Collection

Potassium transport and plant adaptation to hostile environments

Potassium is an essential macronutrient that plays a critical role in numerous physiological and biochemical processes in plants such as enzyme activation, stabilization of protein synthesis, tropisms, stomata functioning, membrane potential control and charge balance, phloem loading, and cytosolic pH homeostasis. In recent years evidence has emerged for the role of potassium as a signalling molecule, with implications to cell fate determination, plant development, and stress signalling.

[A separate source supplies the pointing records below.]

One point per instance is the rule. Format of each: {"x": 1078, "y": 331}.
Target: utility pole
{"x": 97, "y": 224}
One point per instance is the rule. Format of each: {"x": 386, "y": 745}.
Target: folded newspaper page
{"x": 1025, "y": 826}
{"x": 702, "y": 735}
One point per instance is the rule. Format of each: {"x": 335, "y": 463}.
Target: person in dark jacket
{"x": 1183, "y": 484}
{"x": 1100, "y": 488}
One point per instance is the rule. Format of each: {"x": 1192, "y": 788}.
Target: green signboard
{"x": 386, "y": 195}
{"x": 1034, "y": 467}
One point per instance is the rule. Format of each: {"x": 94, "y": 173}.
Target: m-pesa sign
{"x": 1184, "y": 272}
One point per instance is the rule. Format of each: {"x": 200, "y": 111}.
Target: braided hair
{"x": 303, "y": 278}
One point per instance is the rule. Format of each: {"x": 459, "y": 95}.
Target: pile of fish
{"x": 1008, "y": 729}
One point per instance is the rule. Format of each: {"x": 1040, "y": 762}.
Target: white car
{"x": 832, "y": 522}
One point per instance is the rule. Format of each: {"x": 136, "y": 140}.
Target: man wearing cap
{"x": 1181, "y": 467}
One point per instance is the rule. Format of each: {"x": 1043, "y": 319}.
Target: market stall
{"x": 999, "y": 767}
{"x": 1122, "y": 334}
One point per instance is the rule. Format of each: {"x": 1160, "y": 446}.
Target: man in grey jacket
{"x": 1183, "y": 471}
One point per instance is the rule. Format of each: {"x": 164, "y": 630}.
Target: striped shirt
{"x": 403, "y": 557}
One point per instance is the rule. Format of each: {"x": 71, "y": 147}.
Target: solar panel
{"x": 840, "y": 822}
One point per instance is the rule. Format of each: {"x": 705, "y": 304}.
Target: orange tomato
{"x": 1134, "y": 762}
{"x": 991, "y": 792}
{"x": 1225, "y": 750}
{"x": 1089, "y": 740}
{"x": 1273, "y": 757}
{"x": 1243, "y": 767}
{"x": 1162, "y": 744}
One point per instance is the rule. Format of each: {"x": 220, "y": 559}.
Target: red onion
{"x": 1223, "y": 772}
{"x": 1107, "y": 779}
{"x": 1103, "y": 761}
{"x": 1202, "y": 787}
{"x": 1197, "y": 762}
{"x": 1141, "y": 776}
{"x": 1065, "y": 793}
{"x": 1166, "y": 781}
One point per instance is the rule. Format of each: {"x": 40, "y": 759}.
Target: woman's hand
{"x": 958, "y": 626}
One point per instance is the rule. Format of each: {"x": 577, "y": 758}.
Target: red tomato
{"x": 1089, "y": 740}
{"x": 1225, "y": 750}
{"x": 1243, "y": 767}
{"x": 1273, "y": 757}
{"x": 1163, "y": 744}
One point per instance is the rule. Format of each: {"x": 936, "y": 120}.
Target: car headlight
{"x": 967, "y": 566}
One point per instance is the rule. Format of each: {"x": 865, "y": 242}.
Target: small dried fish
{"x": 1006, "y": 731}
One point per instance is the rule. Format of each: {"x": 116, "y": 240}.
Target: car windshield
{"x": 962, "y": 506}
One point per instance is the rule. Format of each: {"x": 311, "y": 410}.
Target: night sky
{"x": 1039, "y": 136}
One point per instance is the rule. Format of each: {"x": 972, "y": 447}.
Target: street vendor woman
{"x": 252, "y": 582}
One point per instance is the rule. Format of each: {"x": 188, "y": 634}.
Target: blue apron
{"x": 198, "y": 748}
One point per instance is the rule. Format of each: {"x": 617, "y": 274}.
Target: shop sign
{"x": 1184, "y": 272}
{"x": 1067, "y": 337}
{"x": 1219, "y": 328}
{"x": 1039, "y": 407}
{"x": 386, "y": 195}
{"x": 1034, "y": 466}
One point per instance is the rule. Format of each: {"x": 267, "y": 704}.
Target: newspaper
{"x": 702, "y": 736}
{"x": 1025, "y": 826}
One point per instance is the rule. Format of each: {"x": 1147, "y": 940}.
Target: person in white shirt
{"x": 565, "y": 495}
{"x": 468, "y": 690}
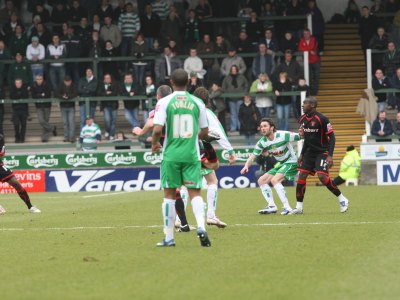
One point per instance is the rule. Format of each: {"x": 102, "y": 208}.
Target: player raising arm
{"x": 316, "y": 154}
{"x": 277, "y": 144}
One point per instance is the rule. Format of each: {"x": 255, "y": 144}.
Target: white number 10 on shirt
{"x": 183, "y": 126}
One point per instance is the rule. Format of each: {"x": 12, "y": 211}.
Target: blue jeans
{"x": 283, "y": 113}
{"x": 110, "y": 119}
{"x": 68, "y": 115}
{"x": 83, "y": 113}
{"x": 264, "y": 111}
{"x": 234, "y": 106}
{"x": 132, "y": 116}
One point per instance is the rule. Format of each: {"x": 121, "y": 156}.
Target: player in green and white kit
{"x": 277, "y": 144}
{"x": 184, "y": 118}
{"x": 214, "y": 126}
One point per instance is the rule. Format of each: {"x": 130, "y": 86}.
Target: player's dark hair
{"x": 202, "y": 93}
{"x": 164, "y": 91}
{"x": 179, "y": 78}
{"x": 269, "y": 121}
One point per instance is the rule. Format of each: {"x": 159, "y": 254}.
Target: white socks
{"x": 267, "y": 193}
{"x": 212, "y": 197}
{"x": 169, "y": 213}
{"x": 198, "y": 211}
{"x": 280, "y": 190}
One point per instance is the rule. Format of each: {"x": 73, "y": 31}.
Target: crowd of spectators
{"x": 157, "y": 37}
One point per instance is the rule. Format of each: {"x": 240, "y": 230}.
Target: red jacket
{"x": 312, "y": 48}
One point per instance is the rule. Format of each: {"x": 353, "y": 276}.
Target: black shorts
{"x": 5, "y": 173}
{"x": 314, "y": 163}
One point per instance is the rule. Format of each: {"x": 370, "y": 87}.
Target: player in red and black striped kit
{"x": 316, "y": 154}
{"x": 6, "y": 175}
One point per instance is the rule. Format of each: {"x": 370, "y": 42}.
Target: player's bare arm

This Special Issue aims to summarize the current knowledge on operation of potassium transport in plant adaptive responses to major abiotic tresses. This includes (but not limited to) drought, salinity, flooding, temperature extremes, oxidative stress, and nutrient deficiencies and toxicities. As such, we welcome articles focusing on the role of K+ in stress sensing and signalling, its radial and long-distant transport, the role and operational modes of specific K+ transporters in plant adaptation to hostile environments, and the causal link between K+ nutrition/homeostasis and cell development, programmed cell death, autophagy, and retrograde signalling.

Submission instructions

Before submitting your manuscript, please ensure you have carefully read the Submission Guidelines for Stress Biology. The complete manuscript should be submitted online through: https://www.editorialmanager.com/sbio

To ensure that you submit to the correct special issue, please select the appropriate special issue title under the 'Additional information' tab upon submission. In addition, indicate within your cover letter that you wish your manuscript to be considered as part of the special issue 'Potassium transport and plant adaptation to hostile environments'.

All submissions will undergo rigorous peer review and accepted articles will be published within the journal as a collection.